That voice… Yekaterina strained her mind, trying to remember where she had heard that voice before...

_“Natasha!” Yekaterina wailed from where she was lying on the cold, hard ground. She had fallen on the ice, and although she wasn’t seriously injured, it still hurt._

_“Katyusha!” The voice rang out. A young girl, that Yekaterina could vaguely recognize as her sister, skated over quickly, “Shhh, it’s okay, I’m here, I’ve got you.”_

Her sister! The memories came rushing back to Yekaterina, filling a void that she didn’t know she had.

 _I’m frozen!_ She internally panicked as her sisters cries continued to reach her ears, _No, Natalia, don’t cry, it’s okay, I love you._

As soon as she thought that, she began to feel warmer. It began in her heart, slowly fluttering outwards until she was completely free of the cold.

She looked down at Natalia’s shocked face, smiling brightly despite the tears filling her eyes, “An act of True Love!” She pulled her sister into a hug as tears of joy began streaming down her face, “I love you too, Natasha”

After the sister’s embrace ended, Natalia smiled, “Love, huh? That must be it then, the secret to thawing.”

Natalia focused intently, then rose her hands. With her hands, all the snow and ice began to congregate, like water droplets on oil, then slowly rose off of the ground and into the sky. Once all of the winter had joined together into a cloud, Natalia quickly waved her hands and the cloud dispersed, effectively bringing back summer.

* * *

 

“Come on, come on!”

Alfred was being pulled through the streets by Yekaterina, wearing a blindfold.

“Well sorry if it’s a bit hard to go fast when you can’t see!”

Yekaterina slowed, “Ah, sorry Fredka, I’m just really excited and- here we are!”

Alfred felt her delicate hands undo the knot and he opened his eyes, lifting a hand to shield them from the sun, and wow.

“You got me a sleigh!” Alfred ran towards it, inspecting it and marveling at how beautiful it was.

Yekaterina laughed, “I promised you a new one, didn’t I?”

“Yeah, but I didn’t think I’d actually get it!” He lifted Yekaterina up and spun her around, “Oh, thank you, thank you, thank you! Katyusha, you’re the best. I could just kiss you right now!”

Alfred froze, his face slowly flushing as he processed his words, “Uh, I mean, I’d like to kiss you… if you want to kiss, I mean…”

Yekaterina giggled and reached up to gently kiss him. “I want nothing more, Fredka.”

**Notes for the Chapter:**

> LOUDLY APOLOGIZES! 
> 
> I am  _the_ worst author ever, but I went to Flordia and the beach and then my computer was being all wonky and I couldn't think of how to finish it and the deep freeze that attacked the US and I just. Sorry bros.
> 
> Anywho, I actually really like how this chapter came out (I love Amerikraine and Frozen so much) and it's the longest one here so far. I obviously need to work on my Belarus, but I think my Ukraine was good even if my America was off at some points.

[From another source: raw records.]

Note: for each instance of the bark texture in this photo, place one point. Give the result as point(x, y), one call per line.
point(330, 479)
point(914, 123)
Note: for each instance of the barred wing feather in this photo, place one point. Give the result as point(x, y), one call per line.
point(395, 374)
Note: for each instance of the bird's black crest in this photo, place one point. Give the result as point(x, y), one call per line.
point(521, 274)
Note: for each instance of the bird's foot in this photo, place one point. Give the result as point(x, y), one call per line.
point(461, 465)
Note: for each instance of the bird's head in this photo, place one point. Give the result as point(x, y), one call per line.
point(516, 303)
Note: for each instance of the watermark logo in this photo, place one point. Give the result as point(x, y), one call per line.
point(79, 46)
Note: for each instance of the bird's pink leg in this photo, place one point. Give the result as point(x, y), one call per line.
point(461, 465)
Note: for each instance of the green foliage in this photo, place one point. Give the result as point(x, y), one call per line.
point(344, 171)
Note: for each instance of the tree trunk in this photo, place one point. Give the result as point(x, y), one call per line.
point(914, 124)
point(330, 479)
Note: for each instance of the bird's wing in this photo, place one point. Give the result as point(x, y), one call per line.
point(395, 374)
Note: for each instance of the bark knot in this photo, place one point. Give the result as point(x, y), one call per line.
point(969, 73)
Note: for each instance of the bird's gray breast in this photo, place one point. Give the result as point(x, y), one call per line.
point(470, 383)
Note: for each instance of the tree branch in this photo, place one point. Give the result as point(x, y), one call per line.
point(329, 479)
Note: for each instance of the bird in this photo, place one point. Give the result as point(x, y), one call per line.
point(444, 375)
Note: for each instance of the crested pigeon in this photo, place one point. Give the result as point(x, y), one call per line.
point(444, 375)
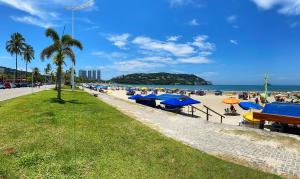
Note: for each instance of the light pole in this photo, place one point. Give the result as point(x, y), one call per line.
point(74, 8)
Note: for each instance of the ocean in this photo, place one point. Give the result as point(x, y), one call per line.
point(274, 88)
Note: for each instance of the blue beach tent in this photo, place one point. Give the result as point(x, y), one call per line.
point(170, 96)
point(180, 103)
point(250, 105)
point(150, 96)
point(283, 109)
point(136, 96)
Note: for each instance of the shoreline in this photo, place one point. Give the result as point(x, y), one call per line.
point(224, 88)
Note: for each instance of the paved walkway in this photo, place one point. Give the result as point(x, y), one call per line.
point(16, 92)
point(219, 139)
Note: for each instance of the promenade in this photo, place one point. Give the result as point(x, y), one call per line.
point(268, 151)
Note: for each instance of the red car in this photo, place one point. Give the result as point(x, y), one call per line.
point(7, 85)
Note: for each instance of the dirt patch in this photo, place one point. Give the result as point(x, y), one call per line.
point(283, 141)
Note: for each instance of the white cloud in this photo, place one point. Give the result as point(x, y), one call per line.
point(156, 45)
point(158, 59)
point(234, 42)
point(287, 7)
point(110, 55)
point(92, 28)
point(5, 58)
point(42, 13)
point(152, 54)
point(119, 40)
point(294, 24)
point(173, 38)
point(179, 3)
point(135, 66)
point(28, 6)
point(194, 22)
point(200, 42)
point(33, 21)
point(194, 60)
point(231, 19)
point(208, 74)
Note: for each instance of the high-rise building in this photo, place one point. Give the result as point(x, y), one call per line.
point(98, 75)
point(83, 74)
point(94, 76)
point(89, 74)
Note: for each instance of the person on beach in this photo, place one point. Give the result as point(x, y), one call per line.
point(232, 109)
point(256, 100)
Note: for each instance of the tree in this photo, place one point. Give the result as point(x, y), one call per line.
point(36, 73)
point(47, 71)
point(59, 50)
point(28, 55)
point(15, 46)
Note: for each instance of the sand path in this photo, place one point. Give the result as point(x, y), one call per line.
point(273, 152)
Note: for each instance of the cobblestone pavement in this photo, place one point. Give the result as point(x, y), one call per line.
point(16, 92)
point(213, 138)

In case you didn't know, Natasha is a nickname for Natalia and Katyusha is a nickname for Yekaterina. 
> 
> In the scene with the bad touch trolls, I had to cut so much dialogue out because I had Gilbert and Antonio actually go on with the argument about what constitutes as overly mushy and lovey-dovey and what doesn't but I took up like a page with it and it didn't add to the plot so I had to take it out (At the place where I had Francis cut it off, Antonio is about to call Gilbert bitter. It's true, in this universe, because the flying pangle exsisted but Elizabeta eventually chose Roderich, but it's still not a nice thing to say).
> 
> Also, you may've noticed that I stole the nickname that Russia usually calls America in RusAme fics (Fredka). 
> 
> Bite me.
> 
> Next up (hopefully soon) is "You can be the sweet tooth and I can be the dentist" with wither SwissBel or Spamano. 

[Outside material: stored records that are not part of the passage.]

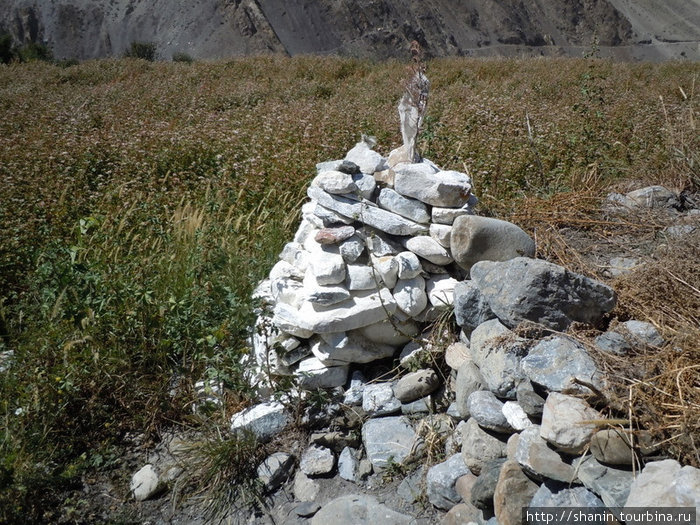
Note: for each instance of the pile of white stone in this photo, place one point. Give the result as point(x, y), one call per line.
point(381, 245)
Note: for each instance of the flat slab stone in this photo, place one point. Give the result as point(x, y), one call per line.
point(371, 215)
point(362, 309)
point(355, 509)
point(387, 439)
point(447, 189)
point(523, 289)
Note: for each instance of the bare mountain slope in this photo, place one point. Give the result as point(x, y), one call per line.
point(370, 28)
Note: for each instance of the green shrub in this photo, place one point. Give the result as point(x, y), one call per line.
point(142, 50)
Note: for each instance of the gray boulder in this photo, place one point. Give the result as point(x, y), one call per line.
point(441, 481)
point(523, 289)
point(353, 509)
point(471, 307)
point(476, 238)
point(387, 439)
point(556, 361)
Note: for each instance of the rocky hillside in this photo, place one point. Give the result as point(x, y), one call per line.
point(369, 28)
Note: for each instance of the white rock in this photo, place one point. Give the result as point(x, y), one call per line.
point(388, 269)
point(353, 348)
point(440, 290)
point(335, 182)
point(441, 233)
point(410, 295)
point(409, 265)
point(429, 249)
point(409, 208)
point(144, 483)
point(316, 461)
point(361, 277)
point(390, 332)
point(366, 212)
point(328, 268)
point(265, 420)
point(516, 416)
point(312, 373)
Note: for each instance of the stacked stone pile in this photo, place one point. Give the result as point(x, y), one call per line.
point(373, 259)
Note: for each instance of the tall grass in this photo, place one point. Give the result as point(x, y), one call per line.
point(141, 202)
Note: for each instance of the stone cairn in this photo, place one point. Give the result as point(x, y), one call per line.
point(384, 246)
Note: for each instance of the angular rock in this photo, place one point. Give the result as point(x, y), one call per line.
point(348, 464)
point(416, 385)
point(387, 439)
point(264, 420)
point(612, 446)
point(446, 189)
point(327, 268)
point(361, 277)
point(476, 238)
point(447, 216)
point(471, 307)
point(530, 401)
point(513, 491)
point(316, 461)
point(388, 269)
point(442, 233)
point(483, 490)
point(469, 380)
point(516, 416)
point(568, 422)
point(354, 509)
point(275, 470)
point(556, 361)
point(651, 197)
point(498, 352)
point(410, 296)
point(312, 373)
point(429, 249)
point(409, 208)
point(351, 249)
point(611, 485)
point(366, 158)
point(539, 460)
point(441, 480)
point(390, 332)
point(487, 410)
point(524, 289)
point(440, 290)
point(456, 354)
point(378, 399)
point(665, 484)
point(305, 489)
point(643, 332)
point(362, 309)
point(334, 235)
point(383, 220)
point(335, 182)
point(479, 447)
point(145, 484)
point(408, 265)
point(561, 495)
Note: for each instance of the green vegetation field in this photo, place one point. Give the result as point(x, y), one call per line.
point(141, 202)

	10. You can be the sweet tooth and I can be the dentist

**Summary for the Chapter:**

> In which Lotte makes Vash's kokoro go doki doki

**Notes for the Chapter:**

> As a note, I used Lotte for Belgium's human name because: 
> 
> 1\. I didnt want to use Belle/Bella/Bell. 
> 
> 2\. I like Lotte more than Femke. 
> 
> 3\. Well, as for reason 3, you'll see~ it's really dumb okay.
> 
> On a completely unrelated note, Lotte is both a Dutch and a German name, and can be pronounced two different ways, but for the sake of this fic, we're gonna go with Lot-aa.
> 
> Also, Schokolade is pronounced sho-co-laa-da.

She never got in on time. She barely did her job. She would come into his office uninvited randomly; always bearing gifts, always giggling and charming, always with that _verdammt_ bright and beautiful smile

"Good afternoon, Vash!" And there she was--in a professional-looking, blue, pin-striped skirt suit that complimented her eyes, complete with a matching headband, purse, and heels--flouncing into his office and seating herself on the edge of his desk, like she belonged there. "Chocolate? I made them myself~"

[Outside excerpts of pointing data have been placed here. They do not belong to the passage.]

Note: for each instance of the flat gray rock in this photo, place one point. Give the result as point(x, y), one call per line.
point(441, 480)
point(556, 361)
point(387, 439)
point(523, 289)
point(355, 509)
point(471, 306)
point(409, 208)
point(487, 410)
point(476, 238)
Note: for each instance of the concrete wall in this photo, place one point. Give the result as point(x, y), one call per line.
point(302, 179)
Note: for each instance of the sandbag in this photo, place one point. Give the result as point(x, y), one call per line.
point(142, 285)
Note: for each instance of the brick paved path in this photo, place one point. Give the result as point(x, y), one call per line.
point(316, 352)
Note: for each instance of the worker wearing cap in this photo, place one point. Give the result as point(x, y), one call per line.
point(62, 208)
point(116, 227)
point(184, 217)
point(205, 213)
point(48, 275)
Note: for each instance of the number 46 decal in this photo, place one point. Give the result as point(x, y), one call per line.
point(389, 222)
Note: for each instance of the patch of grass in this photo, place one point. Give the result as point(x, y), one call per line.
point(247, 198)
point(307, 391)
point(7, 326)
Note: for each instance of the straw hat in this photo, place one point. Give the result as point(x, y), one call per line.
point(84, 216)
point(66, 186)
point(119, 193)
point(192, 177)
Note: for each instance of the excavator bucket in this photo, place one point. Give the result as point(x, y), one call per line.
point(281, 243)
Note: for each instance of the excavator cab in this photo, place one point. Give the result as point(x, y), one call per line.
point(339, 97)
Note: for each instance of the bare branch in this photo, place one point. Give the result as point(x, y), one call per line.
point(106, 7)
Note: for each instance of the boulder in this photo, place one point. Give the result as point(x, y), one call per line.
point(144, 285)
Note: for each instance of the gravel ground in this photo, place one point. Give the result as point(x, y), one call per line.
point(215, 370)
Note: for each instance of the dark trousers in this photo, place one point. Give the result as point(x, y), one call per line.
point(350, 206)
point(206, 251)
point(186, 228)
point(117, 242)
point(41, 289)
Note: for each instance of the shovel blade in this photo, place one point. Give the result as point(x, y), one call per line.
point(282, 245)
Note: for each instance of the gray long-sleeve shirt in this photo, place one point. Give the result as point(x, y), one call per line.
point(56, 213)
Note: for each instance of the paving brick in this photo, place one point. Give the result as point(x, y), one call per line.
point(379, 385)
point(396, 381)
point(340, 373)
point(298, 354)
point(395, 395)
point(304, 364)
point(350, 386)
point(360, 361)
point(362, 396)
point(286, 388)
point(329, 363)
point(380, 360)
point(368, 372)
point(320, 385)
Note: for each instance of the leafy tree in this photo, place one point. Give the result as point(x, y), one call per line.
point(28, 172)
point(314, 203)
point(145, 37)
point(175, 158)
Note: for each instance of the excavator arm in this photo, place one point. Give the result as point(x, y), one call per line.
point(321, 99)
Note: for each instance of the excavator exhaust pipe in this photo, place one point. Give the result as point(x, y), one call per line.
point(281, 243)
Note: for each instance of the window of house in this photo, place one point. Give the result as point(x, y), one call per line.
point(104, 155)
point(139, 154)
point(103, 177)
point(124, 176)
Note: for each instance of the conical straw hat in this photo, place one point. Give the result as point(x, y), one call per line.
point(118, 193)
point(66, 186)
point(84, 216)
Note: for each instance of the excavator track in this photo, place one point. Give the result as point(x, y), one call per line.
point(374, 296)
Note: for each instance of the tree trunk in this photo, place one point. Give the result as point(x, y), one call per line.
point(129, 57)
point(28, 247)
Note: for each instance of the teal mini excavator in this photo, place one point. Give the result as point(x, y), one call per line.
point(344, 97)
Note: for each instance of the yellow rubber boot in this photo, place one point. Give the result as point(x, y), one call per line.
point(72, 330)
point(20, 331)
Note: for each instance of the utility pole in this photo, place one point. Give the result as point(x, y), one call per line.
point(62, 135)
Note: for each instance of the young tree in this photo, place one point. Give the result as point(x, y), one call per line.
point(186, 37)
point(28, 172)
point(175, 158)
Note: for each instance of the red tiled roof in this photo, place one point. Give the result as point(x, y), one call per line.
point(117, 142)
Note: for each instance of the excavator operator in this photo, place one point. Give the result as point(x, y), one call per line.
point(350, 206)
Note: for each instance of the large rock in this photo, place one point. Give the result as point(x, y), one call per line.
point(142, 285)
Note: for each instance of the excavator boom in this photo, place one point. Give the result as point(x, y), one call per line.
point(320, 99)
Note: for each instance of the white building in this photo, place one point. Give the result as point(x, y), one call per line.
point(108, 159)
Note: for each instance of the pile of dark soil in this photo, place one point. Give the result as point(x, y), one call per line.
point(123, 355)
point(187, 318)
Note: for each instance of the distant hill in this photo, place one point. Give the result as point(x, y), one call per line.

Her name was Lotte Peeters, and she was Vash Zwingli's personal kryptonite.

Before he had met Lotte, the only person who could manipulate Vash into doing something was his younger sister, Lily. He was happy that way, especially since he could also guilt Lily out of guilting him with the "I raised you almost completely by myself, you know" card. All that changed, however, when his second-in-command's secretary suggested Lotte to him. _"You cant just continue controlling your schedule all by yourself, sir!"_ She had claimed as she played with the flower in her hair, _"And besides, Mr. Roderich is worried that you'll become a recluse if you only talk to him, Lily, and myself. Someone new will be nice for you, and I know just the girl!"_

"Ah, well, I really shouldn't, Miss Peeters," He began to wave her away, silently commanding himself not to look up, _Verdammt Vash, if you look up then its all over! You don't even like sweets, have some self control, you spineless bescheuert sitzpinkler!_ But, like always, he did look at her and, like always, she was pouting and her eyes--Gorgeous green orbs, should be illegal for anyone to have such pretty eyes--were wide and sad and _Gott im Himmel, you're going to give in again, aren't you?_ "B-but I suppose that just this once, I can indulge."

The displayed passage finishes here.